Aristaeus

Discovery
- Discovered by: E. F. Helin and S. J. Bus
- Discovery site: Palomar
- Discovery date: 17 April 1977

Designations
- Pronunciation: /ærɪˈstiːəs/
- Named after: Aristaeus
- Alternative designations: 1977 HA
- Minor planet category: PHA

Orbital characteristics
- Epoch 13 January 2016 (JD 2457400.5)
- Uncertainty parameter 1
- Observation arc: 37.19 yr (13585 days)
- Aphelion: 2.40409 AU (359.647 Gm)
- Perihelion: 0.79485 AU (118.908 Gm)
- Semi-major axis: 1.5995 AU (239.28 Gm)
- Eccentricity: 0.50305
- Orbital period (sidereal): 2.02 yr (738.86 d)
- Mean anomaly: 83.4440°
- Mean motion: 0° 29^{m} 14.046^{s} / day
- Inclination: 23.06145°
- Longitude of ascending node: 191.221°
- Argument of perihelion: 290.8743°
- Earth MOID: 0.00972802 AU (1,455,291 km)

Physical characteristics
- Absolute magnitude (H): 17.94

= 2135 Aristaeus =

Near-Earth asteroid

2135 Aristaeus (1977 HA) is an Apollo asteroid discovered on 17 April 1977, by E. F. Helin and S. J. Bus at Palomar Observatory. It is named for Aristaeus, the son of Apollo and the nymph Cyrene.

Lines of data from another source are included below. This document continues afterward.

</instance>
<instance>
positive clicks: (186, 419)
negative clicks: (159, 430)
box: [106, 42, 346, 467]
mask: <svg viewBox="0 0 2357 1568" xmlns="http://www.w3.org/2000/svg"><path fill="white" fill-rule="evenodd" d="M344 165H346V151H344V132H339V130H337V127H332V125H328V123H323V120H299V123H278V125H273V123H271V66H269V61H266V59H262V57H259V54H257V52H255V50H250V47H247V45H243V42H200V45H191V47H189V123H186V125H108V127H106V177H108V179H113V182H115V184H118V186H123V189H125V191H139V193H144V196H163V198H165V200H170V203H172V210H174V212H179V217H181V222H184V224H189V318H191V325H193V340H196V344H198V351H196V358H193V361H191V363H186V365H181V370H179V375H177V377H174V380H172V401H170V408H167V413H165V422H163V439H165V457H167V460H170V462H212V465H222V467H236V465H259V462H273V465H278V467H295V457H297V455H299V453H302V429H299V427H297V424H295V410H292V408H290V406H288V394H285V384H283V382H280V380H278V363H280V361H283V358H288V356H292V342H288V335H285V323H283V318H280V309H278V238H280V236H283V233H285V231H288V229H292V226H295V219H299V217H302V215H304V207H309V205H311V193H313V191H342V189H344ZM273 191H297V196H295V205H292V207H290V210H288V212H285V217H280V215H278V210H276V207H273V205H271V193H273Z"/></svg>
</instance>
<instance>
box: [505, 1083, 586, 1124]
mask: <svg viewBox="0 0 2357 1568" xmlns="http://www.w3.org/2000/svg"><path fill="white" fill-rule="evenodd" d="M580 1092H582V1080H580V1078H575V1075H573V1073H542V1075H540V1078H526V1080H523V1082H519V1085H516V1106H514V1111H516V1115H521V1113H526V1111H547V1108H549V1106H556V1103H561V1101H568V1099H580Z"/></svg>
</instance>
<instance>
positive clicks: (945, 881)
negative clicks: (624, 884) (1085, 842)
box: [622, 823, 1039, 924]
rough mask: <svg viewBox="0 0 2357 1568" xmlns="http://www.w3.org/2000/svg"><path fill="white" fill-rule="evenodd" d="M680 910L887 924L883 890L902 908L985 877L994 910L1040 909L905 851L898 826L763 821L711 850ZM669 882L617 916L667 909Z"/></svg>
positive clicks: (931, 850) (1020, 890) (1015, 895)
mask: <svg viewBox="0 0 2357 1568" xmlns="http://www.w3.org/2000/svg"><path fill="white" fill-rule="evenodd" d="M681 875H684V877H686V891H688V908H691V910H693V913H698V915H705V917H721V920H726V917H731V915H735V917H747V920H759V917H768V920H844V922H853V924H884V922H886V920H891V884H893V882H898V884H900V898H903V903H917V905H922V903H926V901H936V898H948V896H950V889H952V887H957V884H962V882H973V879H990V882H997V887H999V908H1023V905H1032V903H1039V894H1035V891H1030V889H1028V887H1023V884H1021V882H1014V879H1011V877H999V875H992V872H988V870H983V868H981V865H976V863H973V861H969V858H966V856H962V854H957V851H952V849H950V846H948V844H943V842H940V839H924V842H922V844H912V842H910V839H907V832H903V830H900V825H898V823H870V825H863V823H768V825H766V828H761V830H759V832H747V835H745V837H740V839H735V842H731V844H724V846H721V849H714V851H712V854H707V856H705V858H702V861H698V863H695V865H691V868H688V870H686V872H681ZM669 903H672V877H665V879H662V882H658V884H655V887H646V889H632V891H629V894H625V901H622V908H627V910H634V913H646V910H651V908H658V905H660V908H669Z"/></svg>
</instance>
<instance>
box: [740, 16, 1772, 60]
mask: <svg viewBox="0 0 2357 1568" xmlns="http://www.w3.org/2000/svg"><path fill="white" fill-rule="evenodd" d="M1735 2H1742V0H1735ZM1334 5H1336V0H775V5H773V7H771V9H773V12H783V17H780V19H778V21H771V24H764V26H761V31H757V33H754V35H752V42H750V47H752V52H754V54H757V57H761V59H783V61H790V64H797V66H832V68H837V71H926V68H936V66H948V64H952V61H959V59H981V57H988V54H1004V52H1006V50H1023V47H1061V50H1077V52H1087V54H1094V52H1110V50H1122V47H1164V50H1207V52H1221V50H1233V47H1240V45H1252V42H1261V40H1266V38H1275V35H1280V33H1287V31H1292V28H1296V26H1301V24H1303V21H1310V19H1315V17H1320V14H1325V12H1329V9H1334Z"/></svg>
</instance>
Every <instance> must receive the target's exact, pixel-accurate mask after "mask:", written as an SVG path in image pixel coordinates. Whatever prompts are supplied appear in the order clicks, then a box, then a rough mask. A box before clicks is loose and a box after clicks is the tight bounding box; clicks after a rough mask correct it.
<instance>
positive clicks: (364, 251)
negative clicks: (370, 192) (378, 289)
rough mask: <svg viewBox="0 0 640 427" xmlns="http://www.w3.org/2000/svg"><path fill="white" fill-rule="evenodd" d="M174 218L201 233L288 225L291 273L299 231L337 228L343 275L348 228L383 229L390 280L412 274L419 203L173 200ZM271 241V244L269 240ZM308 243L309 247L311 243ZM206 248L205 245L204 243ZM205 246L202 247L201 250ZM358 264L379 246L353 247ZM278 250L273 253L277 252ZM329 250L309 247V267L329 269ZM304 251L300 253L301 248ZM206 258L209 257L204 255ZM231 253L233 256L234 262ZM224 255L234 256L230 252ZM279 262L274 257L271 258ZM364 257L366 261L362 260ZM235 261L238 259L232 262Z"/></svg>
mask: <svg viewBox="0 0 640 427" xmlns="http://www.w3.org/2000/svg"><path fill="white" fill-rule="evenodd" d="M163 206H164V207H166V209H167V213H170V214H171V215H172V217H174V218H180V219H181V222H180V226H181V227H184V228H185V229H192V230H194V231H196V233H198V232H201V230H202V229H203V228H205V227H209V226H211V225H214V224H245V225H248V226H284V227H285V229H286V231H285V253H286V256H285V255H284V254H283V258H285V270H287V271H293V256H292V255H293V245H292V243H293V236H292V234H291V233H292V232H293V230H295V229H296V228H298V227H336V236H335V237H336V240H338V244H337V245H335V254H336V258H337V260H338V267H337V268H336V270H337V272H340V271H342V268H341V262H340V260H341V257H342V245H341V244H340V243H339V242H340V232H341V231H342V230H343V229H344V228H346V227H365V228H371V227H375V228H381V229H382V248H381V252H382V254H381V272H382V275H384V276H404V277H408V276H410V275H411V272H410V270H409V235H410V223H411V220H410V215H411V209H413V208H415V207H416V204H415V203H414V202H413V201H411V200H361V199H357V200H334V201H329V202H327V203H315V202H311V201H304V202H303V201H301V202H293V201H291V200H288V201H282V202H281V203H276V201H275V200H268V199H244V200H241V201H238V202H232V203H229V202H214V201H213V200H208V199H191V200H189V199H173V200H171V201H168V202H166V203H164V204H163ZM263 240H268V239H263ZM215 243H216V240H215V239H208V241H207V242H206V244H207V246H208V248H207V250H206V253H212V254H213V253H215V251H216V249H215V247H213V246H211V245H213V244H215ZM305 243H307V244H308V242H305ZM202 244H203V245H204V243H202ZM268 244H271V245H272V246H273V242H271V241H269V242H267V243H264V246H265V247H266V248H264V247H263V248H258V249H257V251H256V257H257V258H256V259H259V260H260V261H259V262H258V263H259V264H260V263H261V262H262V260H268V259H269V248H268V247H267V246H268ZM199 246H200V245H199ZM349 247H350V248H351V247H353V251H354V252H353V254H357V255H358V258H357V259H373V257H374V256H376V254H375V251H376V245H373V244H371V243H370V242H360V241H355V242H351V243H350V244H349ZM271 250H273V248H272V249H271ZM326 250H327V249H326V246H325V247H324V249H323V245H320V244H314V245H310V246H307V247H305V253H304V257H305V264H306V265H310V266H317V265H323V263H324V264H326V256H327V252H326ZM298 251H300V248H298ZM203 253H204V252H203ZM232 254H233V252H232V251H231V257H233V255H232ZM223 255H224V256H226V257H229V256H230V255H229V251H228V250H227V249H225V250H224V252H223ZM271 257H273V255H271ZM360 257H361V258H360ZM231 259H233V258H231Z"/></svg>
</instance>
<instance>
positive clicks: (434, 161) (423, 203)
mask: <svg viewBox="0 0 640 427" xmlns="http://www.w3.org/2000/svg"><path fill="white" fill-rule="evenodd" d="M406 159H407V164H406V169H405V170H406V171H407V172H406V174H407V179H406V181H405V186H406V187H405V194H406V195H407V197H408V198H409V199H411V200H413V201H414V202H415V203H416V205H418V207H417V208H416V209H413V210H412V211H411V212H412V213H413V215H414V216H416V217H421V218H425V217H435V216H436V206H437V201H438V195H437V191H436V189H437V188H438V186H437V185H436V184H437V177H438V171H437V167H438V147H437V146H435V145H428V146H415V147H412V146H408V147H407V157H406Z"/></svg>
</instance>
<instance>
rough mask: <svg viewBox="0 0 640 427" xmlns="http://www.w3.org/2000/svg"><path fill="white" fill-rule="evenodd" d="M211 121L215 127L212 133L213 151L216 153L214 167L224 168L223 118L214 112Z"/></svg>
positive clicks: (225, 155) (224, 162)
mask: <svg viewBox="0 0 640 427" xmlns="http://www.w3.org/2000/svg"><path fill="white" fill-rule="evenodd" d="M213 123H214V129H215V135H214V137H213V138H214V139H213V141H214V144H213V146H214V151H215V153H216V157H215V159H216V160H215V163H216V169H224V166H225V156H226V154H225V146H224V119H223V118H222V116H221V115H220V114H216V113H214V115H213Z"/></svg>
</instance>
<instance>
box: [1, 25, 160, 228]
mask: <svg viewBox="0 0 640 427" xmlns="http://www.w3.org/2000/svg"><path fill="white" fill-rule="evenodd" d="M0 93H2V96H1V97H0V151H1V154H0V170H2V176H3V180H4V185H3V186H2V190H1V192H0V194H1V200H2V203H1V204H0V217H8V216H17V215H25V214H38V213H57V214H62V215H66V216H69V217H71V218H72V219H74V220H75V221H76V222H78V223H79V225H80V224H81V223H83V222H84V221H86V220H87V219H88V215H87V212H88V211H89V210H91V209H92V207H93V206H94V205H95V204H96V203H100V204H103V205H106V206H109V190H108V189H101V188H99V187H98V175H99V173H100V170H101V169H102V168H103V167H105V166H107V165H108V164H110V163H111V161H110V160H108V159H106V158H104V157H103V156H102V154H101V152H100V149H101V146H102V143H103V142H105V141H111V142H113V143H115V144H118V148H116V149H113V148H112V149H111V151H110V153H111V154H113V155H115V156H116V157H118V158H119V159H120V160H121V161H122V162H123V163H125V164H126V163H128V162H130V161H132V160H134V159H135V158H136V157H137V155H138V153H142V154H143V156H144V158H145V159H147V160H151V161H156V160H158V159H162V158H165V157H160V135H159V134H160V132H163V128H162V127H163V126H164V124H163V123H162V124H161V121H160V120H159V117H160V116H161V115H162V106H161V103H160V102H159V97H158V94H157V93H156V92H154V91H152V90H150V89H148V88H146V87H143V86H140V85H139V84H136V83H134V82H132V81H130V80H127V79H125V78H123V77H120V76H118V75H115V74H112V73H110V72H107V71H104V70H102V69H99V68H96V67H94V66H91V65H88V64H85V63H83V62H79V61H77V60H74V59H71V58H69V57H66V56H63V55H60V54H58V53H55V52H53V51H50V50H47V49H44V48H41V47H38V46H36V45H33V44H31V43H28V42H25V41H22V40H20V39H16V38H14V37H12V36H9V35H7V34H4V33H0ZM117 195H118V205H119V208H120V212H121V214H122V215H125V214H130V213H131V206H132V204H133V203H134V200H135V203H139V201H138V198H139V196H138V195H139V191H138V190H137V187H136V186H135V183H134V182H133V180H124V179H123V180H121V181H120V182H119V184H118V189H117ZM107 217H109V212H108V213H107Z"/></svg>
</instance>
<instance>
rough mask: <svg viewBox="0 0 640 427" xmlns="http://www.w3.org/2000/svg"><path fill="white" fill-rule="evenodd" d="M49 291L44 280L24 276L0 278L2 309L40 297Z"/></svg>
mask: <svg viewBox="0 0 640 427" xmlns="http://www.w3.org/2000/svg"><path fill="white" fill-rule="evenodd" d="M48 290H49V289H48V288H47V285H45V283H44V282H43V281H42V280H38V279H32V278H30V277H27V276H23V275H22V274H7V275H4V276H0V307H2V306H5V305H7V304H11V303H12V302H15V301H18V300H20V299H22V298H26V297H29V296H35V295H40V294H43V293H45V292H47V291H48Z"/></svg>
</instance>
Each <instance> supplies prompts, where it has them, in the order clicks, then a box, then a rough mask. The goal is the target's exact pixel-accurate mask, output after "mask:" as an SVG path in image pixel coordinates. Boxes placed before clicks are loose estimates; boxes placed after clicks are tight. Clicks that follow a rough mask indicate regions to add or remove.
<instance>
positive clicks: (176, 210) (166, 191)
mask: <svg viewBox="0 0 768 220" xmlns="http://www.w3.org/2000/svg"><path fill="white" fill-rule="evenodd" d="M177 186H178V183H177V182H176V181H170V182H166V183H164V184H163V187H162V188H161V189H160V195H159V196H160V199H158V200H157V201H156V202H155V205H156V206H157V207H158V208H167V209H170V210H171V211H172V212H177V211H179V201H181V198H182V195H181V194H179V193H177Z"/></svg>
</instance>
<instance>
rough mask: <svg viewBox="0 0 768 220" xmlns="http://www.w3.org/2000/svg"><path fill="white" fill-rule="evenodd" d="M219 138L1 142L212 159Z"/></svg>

2135 Aristaeus is a potentially hazardous asteroid (PHA) because its minimum orbit intersection distance (MOID) is less than 0.05 AU and its diameter is greater than 150 meters. The Earth-MOID is 0.0100 AU. Its orbit is well-determined for the next several hundred years.

The asteroid made its closest approach to Earth on 1 April 1977, at a nominal distance of 0.03216 AU. It will make its next closest approach on 2 April 2064, at a nominal distance of 0.0546 AU.